Cancer is a one of the major causes of mortality and morbidity worldwide, and using MPS to identify the complete DNA sequence of cancer genomes has the potential to provide major breakthroughs in our understanding of the origin and evolution of cancer.
MPS applications in cancer can be at multiple levels:
- Single patient studies can try to discover which somatic mutations are important in the pathogenesis of cancer in an individual patient and can help guide treatment and clinical practice, and possibly explore clonal evolution. These studies are positioned to be key components of personalized genomic medicine.
- A genome discovery cohort of the same type or subtype of cancer can, on the other hand, potentially uncover recurrent mutations in particular genes and pathways in different individuals. This can then implicate those genes and pathways in pathogenesis, and does this in an unbiased, hypothesis-free manner. The current recommendation from the International Cancer Genome Consortium (ICGC ) for such a cohort is about 100 tumor normal pairs in a discovery cohort.
- Cohorts incorporating multiple “omics,” such as whole genome/exome, transcriptome, and methylome, are very exciting as they provide the opportunity to detect all the types of abnormalities implicated in cancer pathogenesis by integrative analyses. This type of analysis integrates all the multiple “omics” to try to explore how the different types of mutation discovered might then all converge on a mutated locus, gene, or pathway.
Implementing MPS in a clinical academic setting is a non-trivial exercise. Here I’ve classified some of the challenges as pre-analytical, analytical, and post-analytical.
The pre-analytical challenges include the actual technology and associated overheads, such as adequate space, power, tools, infrastructure, and staff training. Sample quality and quantity issues are gradually improving with better preparation protocols.
Analytical challenges include things like providing sample turnaround times which are clinically useful, assessing analytical validity, and building and validating a data pipeline for the acquisition and management of properly consented samples. Facilities that may not have access to an experienced bioinformatician may need to build a group of trained in-house staff. The core skills necessary will be in computing systems, programming, biology, and statistics. Commercial and open-source solutions can be considered, although most research laboratories prefer to create custom solutions. The challenge with locally-developed solutions in the clinical setting is the lack of standardization of data analysis for benchmarking.
Post-analytical challenges include making sense of the sheer volume of data generated by MPS applications, which still require much time, and multidisciplinary teams of clinicians, genetic pathologists, bioinformaticians, and scientists.
In conclusion, the implementation of massively parallel sequencing means that sequencing has become a commodity technology: the exact technology used is not as important as what you want to do with it and whether it will do what you want.
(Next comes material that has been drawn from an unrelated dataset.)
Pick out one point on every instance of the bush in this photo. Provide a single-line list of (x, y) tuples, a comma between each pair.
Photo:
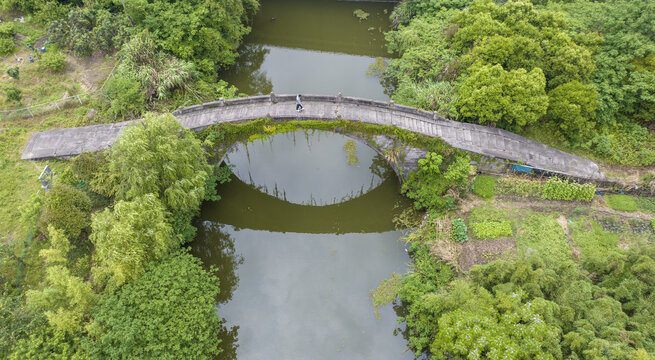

An important consideration for clinical implementation is how much of the genome is sequenced, how much of the sequence is interrogated, and how much of that is reported. In disorders with low numbers of high penetrance genes – e.g. BRCA1/2, the technology will allow markedly increased throughput. For disorders with a moderate number of disease genes, panel testing will probably be important for a little while yet, but ultimately it may be more efficient to perform exome sequencing.
Whole genome sequencing is not a current widespread application but may become so in the medium to long term.
Slide 14: References
Slide 15: Disclosures
Thank you for joining me on this Pearl of Laboratory Medicine on “Massively Parallel Sequencing.” I am Melody Caramins.